Exception: Only allow fail-open for truly low-risk actions that you’ve explicitly whitelisted.

12. Least Privilege Principle

Grant only the minimum permissions needed:

# ✅ Good - Specific permissions
permissions = [
    "email.send",           # Can send emails
    "database.users.read",  # Can read user data
    "api.sendgrid.call"     # Can call SendGrid API
]

# ❌ Bad - Overly broad permissions
permissions = [
    "email.*",         # Can do anything with email
    "database.*",      # Can do anything with database
    "api.*"            # Can call any API
]

Start restrictive, then relax:

Begin with minimal permissions
Monitor for denied actions
Add permissions as needed
Remove unused permissions

Performance

13. Reuse AgentWarden Instance

Create one instance and reuse it:

# app/services/guard.py
from agentwarden import AgentWarden
import os

# Create once
_guard_instance = None

def get_guard():
    global _guard_instance
    if _guard_instance is None:
        _guard_instance = AgentWarden(
            api_key=os.getenv('AGENTWARDEN_API_KEY')
        )
    return _guard_instance

# Use everywhere
from app.services.guard import get_guard

guard = get_guard()
result = guard.check(agent_id, action, context)

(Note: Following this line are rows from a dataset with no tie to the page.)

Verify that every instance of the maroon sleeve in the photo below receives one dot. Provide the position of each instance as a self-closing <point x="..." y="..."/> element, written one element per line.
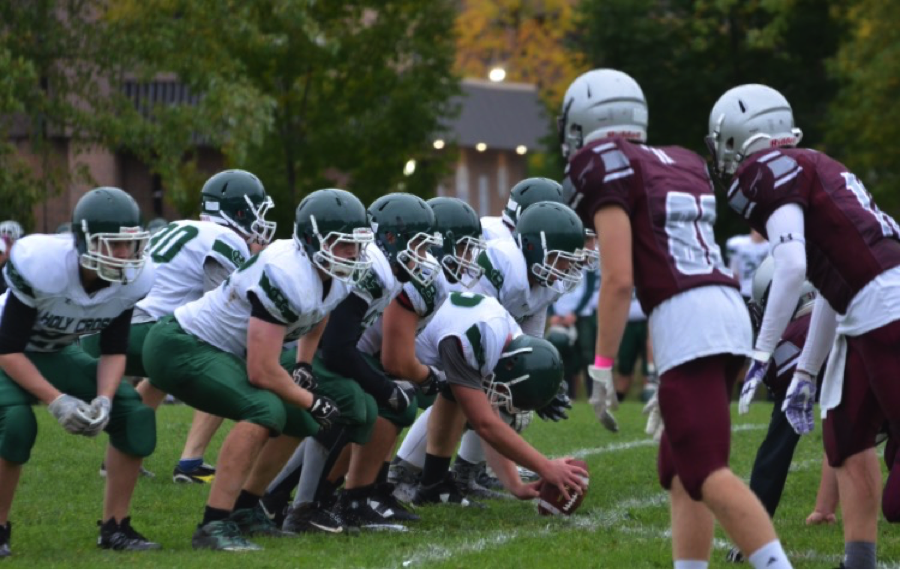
<point x="602" y="175"/>
<point x="764" y="185"/>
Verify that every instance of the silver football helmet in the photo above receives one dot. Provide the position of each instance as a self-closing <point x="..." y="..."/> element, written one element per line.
<point x="762" y="282"/>
<point x="747" y="119"/>
<point x="598" y="104"/>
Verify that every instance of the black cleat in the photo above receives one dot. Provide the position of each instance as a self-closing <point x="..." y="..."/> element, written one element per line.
<point x="122" y="537"/>
<point x="312" y="517"/>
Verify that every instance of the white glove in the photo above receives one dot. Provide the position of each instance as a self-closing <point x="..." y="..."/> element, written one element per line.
<point x="73" y="415"/>
<point x="655" y="425"/>
<point x="603" y="397"/>
<point x="100" y="408"/>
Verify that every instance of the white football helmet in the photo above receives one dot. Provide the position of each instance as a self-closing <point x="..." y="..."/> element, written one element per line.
<point x="762" y="282"/>
<point x="747" y="119"/>
<point x="598" y="104"/>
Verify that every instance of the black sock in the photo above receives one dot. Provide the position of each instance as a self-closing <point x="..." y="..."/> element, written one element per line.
<point x="435" y="469"/>
<point x="246" y="500"/>
<point x="382" y="474"/>
<point x="211" y="514"/>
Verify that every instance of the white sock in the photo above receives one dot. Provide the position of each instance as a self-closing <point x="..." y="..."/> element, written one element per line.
<point x="770" y="557"/>
<point x="470" y="449"/>
<point x="691" y="565"/>
<point x="412" y="450"/>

14. Implement Caching (Carefully)

Cache permission checks for identical actions:

from functools import lru_cache
import hashlib
import json

@lru_cache(maxsize=1000)
def cached_check(agent_id: str, action: str, context_hash: str):
    """
    Cache permission checks for 60 seconds
    
    ⚠️ Use with caution - permissions can change!
    """
    context = json.loads(context_hash)
    return guard.check(agent_id, action, context)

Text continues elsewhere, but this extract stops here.